Groundwork for the timely conclusion of the fourth review’s 88 prior actions is also being laid, in order for an unofficial deadline to be met in July 2018, by when the final review could be concluded.

Government spokesman Dimitris Tzanakopoulos told Ethnos on Sunday newspaper that in the post-bailout era Greece will have more freedom to determine its own social and economic policies. He added, however, that creditors will continue to monitor the economy, to determine that agreed fiscal targets are being met.

Commenting on additional pension cuts agreed to take effect in January 2019, the spokesman pointed out that “everything depends on the country’s fiscal performance and the agreement that will lead to the end of [economic] surveillance”.

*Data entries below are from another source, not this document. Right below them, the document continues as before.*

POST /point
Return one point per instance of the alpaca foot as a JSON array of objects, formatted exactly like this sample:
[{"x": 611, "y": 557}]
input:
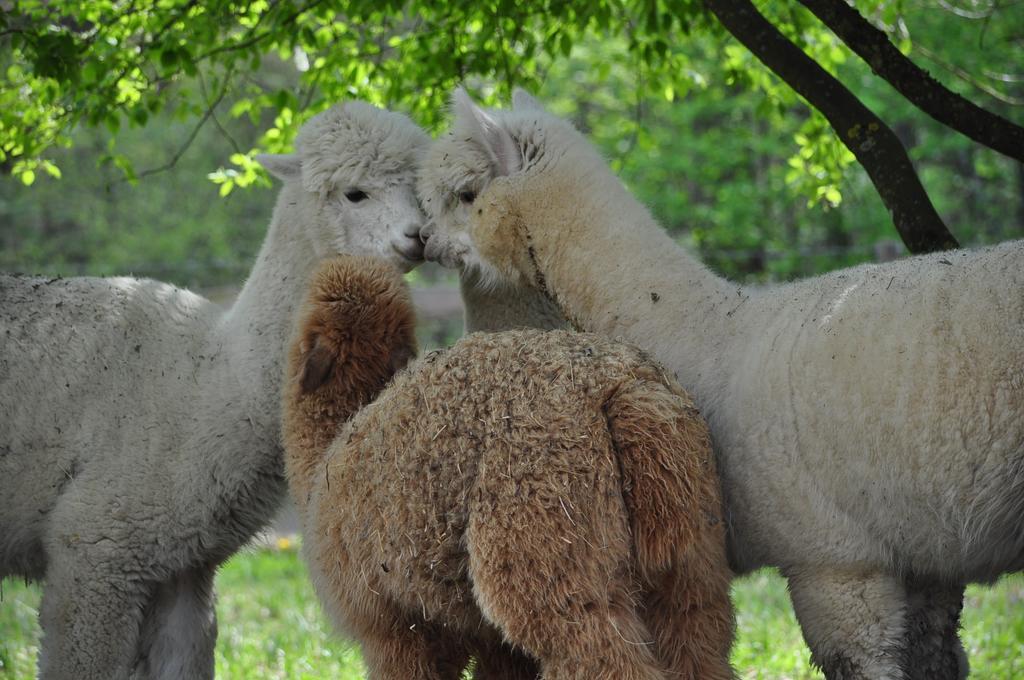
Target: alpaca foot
[{"x": 853, "y": 622}]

Athens insists that it desires a “clean exit” from the bailout program, with no precautionary credit line.

Analysts point out that Greece’s Eurozone creditors and the International Monetary Fund will decide the conditions attached to the post-bailout arrangement that will be put together for the Mediterranean country in coming months.

Meanwhile, Naftemporiki newspaper quotes a creditors’ source as saying that while “a successful exit from the (memorandum) program is on the horizon”, a “sustainable recovery is still not guaranteed”.

According to the same source, the following conditions are required for Greece to achieve a sustainable recovery: the Eurogroup to apply measures needed to ensure the sustainability of Greece’s debt; and the Greek government to fully implement the fiscal and structural reforms that it has legislated, as part of the ESM program.